Raimondo gave a pep talk at Cumberland’s high school for its “College Signing Day” celebration last month, and has received a rousing reception this year at school assemblies around the state. Her free tuition plan was announced in January, at the same time as a similar proposal was introduced — and later signed into law — by New York’s Democratic Gov. Andrew Cuomo and after the college-for-all idea had been popularized in the Democratic presidential primary by Vermont’s U.S. Sen. Bernie Sanders.
But local politicians balked, especially Rhode Island Democratic House Speaker Nicholas Mattiello, who called it “unsustainable and fiscally irresponsible.” In the end, he agreed to the more modest pilot that also includes more stringent eligibility requirements, including a promise by beneficiaries to live and work in Rhode Island after graduation — a tall order in the nation’s smallest state, which just recently pulled out of years of high unemployment.
Campbell, an aspiring political science major who follows state politics more than his peers, said he blames Rhode Island legislators more than the governor for the scaled-back plan, but “I’m not sure other people would be as forgiving.”
“A lot of people applied and enrolled in URI or RIC under the assumption that this would become law soon,” he said.

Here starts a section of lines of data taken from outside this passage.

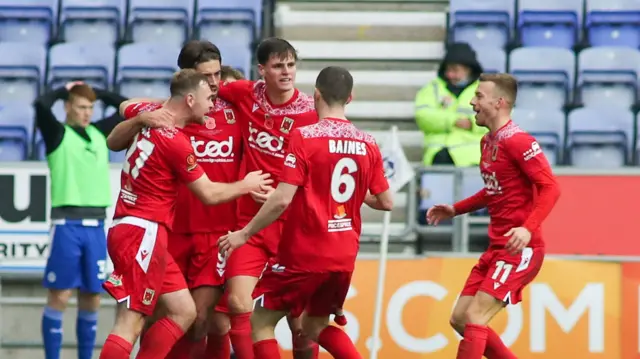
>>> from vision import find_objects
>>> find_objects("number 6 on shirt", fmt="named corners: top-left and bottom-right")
top-left (331, 157), bottom-right (358, 203)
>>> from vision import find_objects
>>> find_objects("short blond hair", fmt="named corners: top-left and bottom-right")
top-left (221, 66), bottom-right (245, 81)
top-left (479, 73), bottom-right (518, 106)
top-left (170, 69), bottom-right (208, 97)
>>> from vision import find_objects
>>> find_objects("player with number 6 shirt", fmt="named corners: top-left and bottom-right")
top-left (426, 73), bottom-right (561, 359)
top-left (219, 66), bottom-right (393, 359)
top-left (98, 70), bottom-right (271, 359)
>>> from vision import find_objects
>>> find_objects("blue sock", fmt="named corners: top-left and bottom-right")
top-left (76, 310), bottom-right (98, 359)
top-left (42, 306), bottom-right (63, 359)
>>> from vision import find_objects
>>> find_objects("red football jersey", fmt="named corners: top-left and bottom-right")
top-left (277, 118), bottom-right (389, 272)
top-left (113, 103), bottom-right (205, 229)
top-left (480, 120), bottom-right (553, 247)
top-left (218, 80), bottom-right (317, 221)
top-left (172, 99), bottom-right (243, 233)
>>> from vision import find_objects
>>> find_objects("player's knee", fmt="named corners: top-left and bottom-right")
top-left (209, 312), bottom-right (230, 335)
top-left (300, 320), bottom-right (323, 342)
top-left (226, 292), bottom-right (253, 314)
top-left (46, 289), bottom-right (73, 311)
top-left (77, 291), bottom-right (101, 311)
top-left (165, 293), bottom-right (197, 330)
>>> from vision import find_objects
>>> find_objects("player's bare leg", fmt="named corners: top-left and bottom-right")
top-left (136, 289), bottom-right (196, 359)
top-left (251, 305), bottom-right (288, 359)
top-left (207, 311), bottom-right (232, 359)
top-left (288, 313), bottom-right (319, 359)
top-left (99, 303), bottom-right (145, 359)
top-left (302, 315), bottom-right (361, 359)
top-left (455, 291), bottom-right (514, 359)
top-left (227, 275), bottom-right (260, 359)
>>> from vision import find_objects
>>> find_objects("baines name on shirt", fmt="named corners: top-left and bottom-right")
top-left (329, 139), bottom-right (367, 156)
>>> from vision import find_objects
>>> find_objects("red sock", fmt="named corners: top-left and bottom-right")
top-left (253, 339), bottom-right (280, 359)
top-left (136, 317), bottom-right (185, 359)
top-left (230, 313), bottom-right (254, 359)
top-left (456, 324), bottom-right (489, 359)
top-left (293, 331), bottom-right (319, 359)
top-left (206, 332), bottom-right (231, 359)
top-left (485, 327), bottom-right (517, 359)
top-left (99, 334), bottom-right (132, 359)
top-left (165, 335), bottom-right (194, 359)
top-left (317, 326), bottom-right (361, 359)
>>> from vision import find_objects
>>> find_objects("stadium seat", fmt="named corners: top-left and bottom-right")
top-left (419, 172), bottom-right (455, 224)
top-left (0, 0), bottom-right (58, 44)
top-left (577, 47), bottom-right (640, 109)
top-left (512, 108), bottom-right (565, 165)
top-left (586, 0), bottom-right (640, 48)
top-left (59, 0), bottom-right (125, 44)
top-left (0, 43), bottom-right (46, 104)
top-left (566, 107), bottom-right (633, 167)
top-left (215, 42), bottom-right (252, 78)
top-left (461, 171), bottom-right (487, 216)
top-left (116, 43), bottom-right (180, 99)
top-left (196, 0), bottom-right (262, 46)
top-left (48, 43), bottom-right (115, 90)
top-left (518, 0), bottom-right (581, 48)
top-left (128, 0), bottom-right (193, 47)
top-left (476, 47), bottom-right (506, 73)
top-left (509, 47), bottom-right (575, 109)
top-left (0, 105), bottom-right (35, 161)
top-left (448, 0), bottom-right (514, 49)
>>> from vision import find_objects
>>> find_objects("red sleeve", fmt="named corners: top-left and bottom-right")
top-left (453, 189), bottom-right (488, 215)
top-left (123, 102), bottom-right (162, 120)
top-left (218, 80), bottom-right (253, 105)
top-left (369, 144), bottom-right (390, 195)
top-left (506, 133), bottom-right (561, 232)
top-left (279, 130), bottom-right (307, 186)
top-left (166, 133), bottom-right (205, 184)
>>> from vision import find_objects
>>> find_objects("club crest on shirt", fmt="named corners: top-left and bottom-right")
top-left (204, 116), bottom-right (216, 130)
top-left (224, 109), bottom-right (236, 124)
top-left (142, 288), bottom-right (155, 305)
top-left (264, 114), bottom-right (274, 129)
top-left (491, 145), bottom-right (499, 161)
top-left (280, 117), bottom-right (295, 133)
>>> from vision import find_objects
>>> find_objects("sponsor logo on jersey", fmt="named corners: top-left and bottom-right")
top-left (284, 153), bottom-right (296, 168)
top-left (523, 141), bottom-right (542, 161)
top-left (248, 122), bottom-right (285, 158)
top-left (190, 136), bottom-right (235, 163)
top-left (481, 171), bottom-right (502, 195)
top-left (186, 154), bottom-right (198, 171)
top-left (107, 274), bottom-right (123, 286)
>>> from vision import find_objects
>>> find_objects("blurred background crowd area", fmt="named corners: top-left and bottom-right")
top-left (0, 0), bottom-right (639, 252)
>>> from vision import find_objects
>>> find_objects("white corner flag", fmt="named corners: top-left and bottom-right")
top-left (369, 126), bottom-right (415, 359)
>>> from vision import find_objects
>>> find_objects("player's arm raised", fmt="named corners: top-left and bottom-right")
top-left (107, 101), bottom-right (173, 151)
top-left (187, 171), bottom-right (273, 206)
top-left (507, 135), bottom-right (561, 234)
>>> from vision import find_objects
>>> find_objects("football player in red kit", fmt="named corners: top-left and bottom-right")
top-left (216, 38), bottom-right (320, 359)
top-left (219, 66), bottom-right (393, 359)
top-left (99, 70), bottom-right (271, 359)
top-left (426, 73), bottom-right (561, 359)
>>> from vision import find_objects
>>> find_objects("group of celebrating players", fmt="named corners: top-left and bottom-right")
top-left (96, 36), bottom-right (561, 359)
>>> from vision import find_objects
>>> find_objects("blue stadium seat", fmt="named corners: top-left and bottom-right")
top-left (518, 0), bottom-right (581, 48)
top-left (461, 171), bottom-right (487, 216)
top-left (0, 43), bottom-right (46, 104)
top-left (512, 108), bottom-right (565, 165)
top-left (0, 0), bottom-right (58, 44)
top-left (577, 47), bottom-right (640, 109)
top-left (60, 0), bottom-right (125, 44)
top-left (48, 43), bottom-right (115, 90)
top-left (128, 0), bottom-right (193, 47)
top-left (116, 43), bottom-right (180, 99)
top-left (110, 150), bottom-right (126, 163)
top-left (449, 0), bottom-right (514, 49)
top-left (419, 172), bottom-right (455, 224)
top-left (0, 104), bottom-right (35, 161)
top-left (196, 0), bottom-right (262, 46)
top-left (476, 48), bottom-right (506, 73)
top-left (509, 47), bottom-right (575, 109)
top-left (586, 0), bottom-right (640, 48)
top-left (567, 107), bottom-right (633, 167)
top-left (216, 42), bottom-right (252, 79)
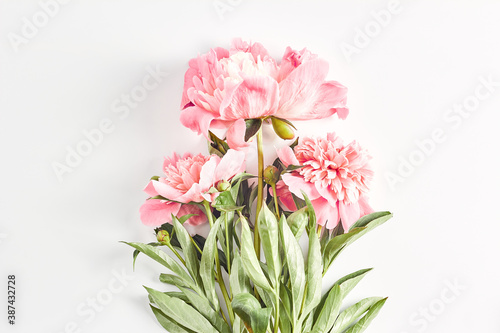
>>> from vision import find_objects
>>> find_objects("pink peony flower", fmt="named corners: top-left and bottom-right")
top-left (180, 39), bottom-right (349, 149)
top-left (139, 149), bottom-right (246, 227)
top-left (277, 133), bottom-right (374, 230)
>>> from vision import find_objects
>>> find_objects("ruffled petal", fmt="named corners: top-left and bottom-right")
top-left (220, 76), bottom-right (279, 120)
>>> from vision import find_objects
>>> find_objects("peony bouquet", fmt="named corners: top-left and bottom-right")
top-left (124, 39), bottom-right (393, 333)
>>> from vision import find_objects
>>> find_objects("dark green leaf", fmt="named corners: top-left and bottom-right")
top-left (244, 119), bottom-right (263, 142)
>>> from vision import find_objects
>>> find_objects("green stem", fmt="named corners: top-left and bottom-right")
top-left (167, 244), bottom-right (185, 266)
top-left (273, 289), bottom-right (280, 333)
top-left (225, 213), bottom-right (231, 276)
top-left (271, 183), bottom-right (280, 219)
top-left (203, 201), bottom-right (235, 325)
top-left (254, 128), bottom-right (264, 260)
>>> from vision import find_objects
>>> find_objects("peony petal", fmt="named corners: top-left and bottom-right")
top-left (144, 181), bottom-right (159, 197)
top-left (276, 58), bottom-right (329, 120)
top-left (226, 119), bottom-right (250, 150)
top-left (310, 197), bottom-right (330, 227)
top-left (198, 156), bottom-right (220, 191)
top-left (151, 180), bottom-right (184, 201)
top-left (310, 81), bottom-right (349, 119)
top-left (276, 146), bottom-right (300, 167)
top-left (281, 173), bottom-right (321, 200)
top-left (139, 199), bottom-right (181, 227)
top-left (214, 149), bottom-right (246, 182)
top-left (315, 182), bottom-right (339, 207)
top-left (270, 180), bottom-right (297, 211)
top-left (220, 76), bottom-right (279, 120)
top-left (180, 105), bottom-right (216, 137)
top-left (339, 201), bottom-right (361, 231)
top-left (357, 196), bottom-right (374, 216)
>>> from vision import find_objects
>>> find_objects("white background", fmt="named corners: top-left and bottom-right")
top-left (1, 0), bottom-right (499, 332)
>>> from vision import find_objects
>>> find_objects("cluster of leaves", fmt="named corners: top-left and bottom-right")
top-left (124, 175), bottom-right (392, 333)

The Republican Governors Association gloated at the watered-down plan and described it as a “rebuke.”
“Even with national Democrat groups backing her agenda with campaign ads, Gina Raimondo simply can’t get her plans through,” the GOP group said in a blog post. “Raimondo oversold and under-delivered on her signature legislative proposal and in the end, got only a fraction of what she proposed from a legislature dominated by her own party.”
But a Rhode Island-based political observer said the community college pilot can only help Raimondo in the long run.
“Something is always better than nothing when you’re a politician,” said Wendy Schiller, a political science professor at Brown University. “The governor can point to incremental progress.”
The appeal to high school graduates looking to get an associate’s degree is “paying attention to a group of voters who feel like they’ve been ignored by the Democratic Party,” Schiller said. “She can also claim she’s someone who can compromise. She’s willing to broker a deal.”
Raimondo said she hasn’t given up on a more expansive plan.
“I just want to be able to look in the eyes of these kids and say, “It’s OK if you don’t have a lot of money. Work hard. There’s a spot for you there. You’re going to get a good job.’ That’s what this whole thing was about,” she told the radio station. “If revenues are better next year, or the next year, we’ll expand it.